Automatic Identification of Discourse Relations in Text
Svetlana Stoyanchev
SLTC Newsletter, February 2011
Structure makes text coherent and meaningful. Discourse relations (also known as rhetorical and coherence relations) link clauses in text and compose overall text structure. Discourse relations are used in natural language processing, including text summarization and natural language generation. The area of discourse has become a prominent part of natural language processing. Discourse theory was formalized by Mann and Tompson in 1988 [1]. It proposes a set of relations such as evidence, concession, justification, background, circumstance, etc. These relations were further refined, extended, and applied to corpus annotations. In a recent SLTC Newsletter Article, Annie Louis described the Penn Discourse Treebank (PDTB) [2], a one million word corpus annotated with discourse. In this article we discuss human agreement in discourse annotation task of PDTB and RST (another publicly available resource annotated with discourse) and review approaches to automatic discourse identification.
Uses of Discourse
Discourse relations are extensively used in natural language processing applications, including text summarization and natural language generation. In summarization, discourse relations help identify which text should be included in a summary [5, 6] and produce appropriate ordering of sentences in a summary [7]. In generating speech from text, discourse relations are used to achieve a higher prosodic quality of the speech [8]. In our current work on dialogue generation from text we rely on discourse relations parsing as initial text processing step [9]. Education is another field that uses discourse relations theory. In automatic essay scoring, discourse relations have shown to improve performance [10]. In automated tutoring systems, discourse structure of the tutoring dialogue is used for studen's performance analysis [11]. In question answering, discourse relations about reason can help identify answers to "why" questions.
Practical NLP applications rely on automatic detection of discourse relation. Louis et al. [13] notes that structure of discourse relations is the most useful for content selection in summarization task, but "the state of current parsers might limit the benefits obtainable from discourse".
Human Agreement on Annotations
Performance of automatic classifiers is bound by the inter-annotator agreement on the experimental dataset.

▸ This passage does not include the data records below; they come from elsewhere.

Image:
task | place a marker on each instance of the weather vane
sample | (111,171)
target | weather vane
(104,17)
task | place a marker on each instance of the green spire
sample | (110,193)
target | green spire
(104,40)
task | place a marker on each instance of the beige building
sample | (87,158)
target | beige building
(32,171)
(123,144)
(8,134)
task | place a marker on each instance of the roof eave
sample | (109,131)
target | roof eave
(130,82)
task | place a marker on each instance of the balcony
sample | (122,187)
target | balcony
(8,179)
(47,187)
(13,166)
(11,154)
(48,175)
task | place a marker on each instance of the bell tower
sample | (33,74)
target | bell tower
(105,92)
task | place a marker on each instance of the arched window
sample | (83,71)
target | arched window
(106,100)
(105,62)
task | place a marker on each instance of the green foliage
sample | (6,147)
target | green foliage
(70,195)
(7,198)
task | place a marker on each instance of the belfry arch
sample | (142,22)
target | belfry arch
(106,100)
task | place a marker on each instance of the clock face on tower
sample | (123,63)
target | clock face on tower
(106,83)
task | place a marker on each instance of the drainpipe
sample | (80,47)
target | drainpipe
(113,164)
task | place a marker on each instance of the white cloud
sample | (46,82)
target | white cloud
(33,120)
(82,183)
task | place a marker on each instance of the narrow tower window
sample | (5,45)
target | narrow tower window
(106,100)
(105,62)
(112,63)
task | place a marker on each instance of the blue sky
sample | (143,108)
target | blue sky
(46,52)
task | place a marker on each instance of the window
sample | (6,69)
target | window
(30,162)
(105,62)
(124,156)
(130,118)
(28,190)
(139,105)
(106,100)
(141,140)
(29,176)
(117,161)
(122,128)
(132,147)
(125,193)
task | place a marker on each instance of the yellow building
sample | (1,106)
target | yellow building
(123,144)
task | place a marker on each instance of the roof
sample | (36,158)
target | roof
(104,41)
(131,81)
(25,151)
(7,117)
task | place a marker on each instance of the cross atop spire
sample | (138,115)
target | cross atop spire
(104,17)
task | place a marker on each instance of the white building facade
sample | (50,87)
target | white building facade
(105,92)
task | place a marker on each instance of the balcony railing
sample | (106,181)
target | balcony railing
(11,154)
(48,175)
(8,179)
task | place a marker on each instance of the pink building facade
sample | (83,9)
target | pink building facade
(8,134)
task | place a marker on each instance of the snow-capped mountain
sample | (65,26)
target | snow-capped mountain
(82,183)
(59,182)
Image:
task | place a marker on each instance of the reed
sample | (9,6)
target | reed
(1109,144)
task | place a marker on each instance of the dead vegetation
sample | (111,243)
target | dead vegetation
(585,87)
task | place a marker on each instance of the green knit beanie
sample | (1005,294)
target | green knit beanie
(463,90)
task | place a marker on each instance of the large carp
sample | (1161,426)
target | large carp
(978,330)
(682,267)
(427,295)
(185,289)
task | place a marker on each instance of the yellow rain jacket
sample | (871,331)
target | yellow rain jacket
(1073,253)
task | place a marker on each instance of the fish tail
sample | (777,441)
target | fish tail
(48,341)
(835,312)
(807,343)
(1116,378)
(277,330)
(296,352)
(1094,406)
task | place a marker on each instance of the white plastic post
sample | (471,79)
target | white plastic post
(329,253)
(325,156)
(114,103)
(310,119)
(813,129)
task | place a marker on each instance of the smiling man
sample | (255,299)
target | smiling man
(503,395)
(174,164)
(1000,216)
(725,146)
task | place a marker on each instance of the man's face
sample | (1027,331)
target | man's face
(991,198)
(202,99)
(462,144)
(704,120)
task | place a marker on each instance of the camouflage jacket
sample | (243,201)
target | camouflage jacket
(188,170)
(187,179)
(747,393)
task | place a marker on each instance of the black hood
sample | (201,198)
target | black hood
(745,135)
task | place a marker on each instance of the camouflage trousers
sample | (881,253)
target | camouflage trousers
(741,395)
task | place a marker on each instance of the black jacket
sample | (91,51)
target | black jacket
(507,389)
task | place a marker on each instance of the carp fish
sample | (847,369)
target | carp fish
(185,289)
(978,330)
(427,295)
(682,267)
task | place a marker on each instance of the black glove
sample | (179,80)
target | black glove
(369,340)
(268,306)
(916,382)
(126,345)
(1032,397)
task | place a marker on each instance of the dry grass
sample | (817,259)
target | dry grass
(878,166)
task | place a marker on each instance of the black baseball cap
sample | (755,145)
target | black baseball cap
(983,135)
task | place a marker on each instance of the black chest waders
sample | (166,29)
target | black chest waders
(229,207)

If human annotators do not reliably agree on their tag assignments, automatic algorithms can not outperform them.
In the RST corpus annotation [2], the authors report a marked improvement in annotation agreement over a 10 month period. Inter-annotator agreement of assigning relation rises from kappa = 0.60 in April 2000 to 0.76 in January 2001. This shows that even for humans, discourse relation detection is a very difficult task. To achieve a reliable level of discourse annotation, people have to be extensively trained.
RST annotation scheme posits a single tree structure on the document. RST annotation involves 1) segmenting text and 2) assigning a discourse relation from a list of 110 relations (which is a rather daunting task). PDTB[1] annotation scheme, on the other hand, does not assume a particular structure. In comparison with RST annotation process, PDTB annotation involves 1) span detection for explicit and implicit discourse connectives ("but", "because", "when", etc.) and 2) disambiguation of discourse connectives. In an implicit relation where discourse connective is not present, PDTB annotator first chooses the most applicable connective. The PDTB annotation scheme allows annotators to choose between three levels of granularity: four classes at the topmost level - "Comparison", "Contingency", "Temporal" and "Expansion" that are further subdivided into types and subtypes. On the topmost level inter-annotator agreement is 94%, while in the lowest subtype level (which corresponds to the RST annotations) it is 80%.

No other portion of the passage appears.